Fiora ne trouvant toujours rien à dire, il émit une sorte de gloussement et se mit à rire :
– Ne faites pas cette tête, ma chère épouse ! Le fait que je vous livre mon secret devrait vous rassurer sur mes intentions. Je peux, si cela ne vous suffit pas, vous affirmer que les enfants nés de notre mariage ne nous coûteront guère à nourrir et que vous allez pouvoir dormir tranquille dans ce grand lit qui vous fait si peur.
– Vous jouez la comédie ? articula enfin la jeune femme. Mais pourquoi ?
– Pour survivre. J’y suis habitué depuis des années, et ma disgrâce physique a été pour moi une aide : je suis si laid que l’on a trouvé naturel que je sois aussi idiot.
– Pour survivre, dites-vous ? Mais qui donc vous menace ?
– Les Pazzi en général, à l’exception de mon grand-père Jacopo qui m’a toujours défendu. Il faut vous dire qu’après lui, je suis, par la mort de mes parents, le plus riche de la famille, et c’est pourquoi l’oncle Francesco m’a emmené à Rome avec lui quand il a dû quitter Florence. J’étais son coffre-fort ambulant, en quelque sorte. Il a obtenu ma tutelle, ce qui lui a permis d’établir à Rome une nouvelle maison de banque, car c’est un homme habile, mais il a tout intérêt à ce que je reste en vie car, mort, tous mes biens lui seraient repris par mon grand-père. Et personne ne s’aviserait de mécontenter le patriarche.
– Comment se fait-il que je n’aie jamais entendu parler de vous lorsque je vivais à Florence ?
– Parce qu’on me cachait, plus soigneusement encore que mon affreux cousin Pietro. Deux monstres dans la famille, c’était trop ! J’habitais à Trespiano une villa héritée de ma mère où l’on me laissait bien tranquille avec ma nourrice et le vieux prêtre qui m’a appris ce qu’il pouvait. J’ai là-bas des livres, des oiseaux, des arbres.
– Étiez-vous obligé de jouer ce rôle horrible... et sans doute épuisant ?
– Oui, car si l’on m’avait soupçonné d’être à peu près intelligent et donc capable de gérer moi-même mes biens, je serais mort depuis longtemps en dépit du patriarche. Il y a eu jadis à Rome un homme qui s’appelait Claudius Ahenobarbus. Il a réussi à échapper aux meurtres incessants perpétrés dans sa famille en se faisant passer pour un crétin, et il a même atteint le trône impérial...

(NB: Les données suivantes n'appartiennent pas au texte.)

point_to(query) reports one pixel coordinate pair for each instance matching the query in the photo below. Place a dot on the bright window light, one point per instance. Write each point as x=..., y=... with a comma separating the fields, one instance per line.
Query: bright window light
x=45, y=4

– Nourrissez-vous d’aussi hautes ambitions ? demanda Fiora qui ne put s’empêcher de sourire.
– Oh non ! Surtout pas ! Tout ce que je désire, c’est retourner à Trespiano. Il se peut d’ailleurs que ce désir se réalise prochainement, mais dans des conditions qui m’effraient. Si l’oncle Francesco et l’abominable Hieronyma parviennent à réaliser le plan qu’ils ont échafaudé, Girolamo Riario n’aura rien à leur refuser et je serai très probablement assassiné. Vous aussi, d’ailleurs, puisque l’on ne nous a mariés que pour récupérer votre fortune.
– Mais... votre grand-père ?
– Il mourra dans le tumulte que suscitera la prise du pouvoir par Riario.
– Vous êtes au courant ? Mais comment pouvez-vous savoir tout cela ?
– On ne se méfie pas d’un simple d’esprit. On parle même ouvertement devant lui. Je sais tout de la conspiration contre les Médicis organisée par les Pazzi avec Riario et Montesecco, ce tranche-montagne long comme une nuit d’angoisse et presque aussi laid que moi. Lorenzo et Giuliano doivent mourir à la fin de la semaine, au cours de la visite que leur fait le nouveau cardinal, Rafaele Riario, qui a quitté Rome hier.
– Savez-vous s’ils ont décidé d’une date ?
– Non, mais cela pourrait être le jour de Pâques, pendant les fêtes. Le pire est qu’ils ont réussi à réunir toute la famille, même mon grand-père qui, cependant, était d’abord hostile à ce qu’il tenait pour folie pure. Et moi je ne peux rien faire. J’aimerais pourtant les sauver.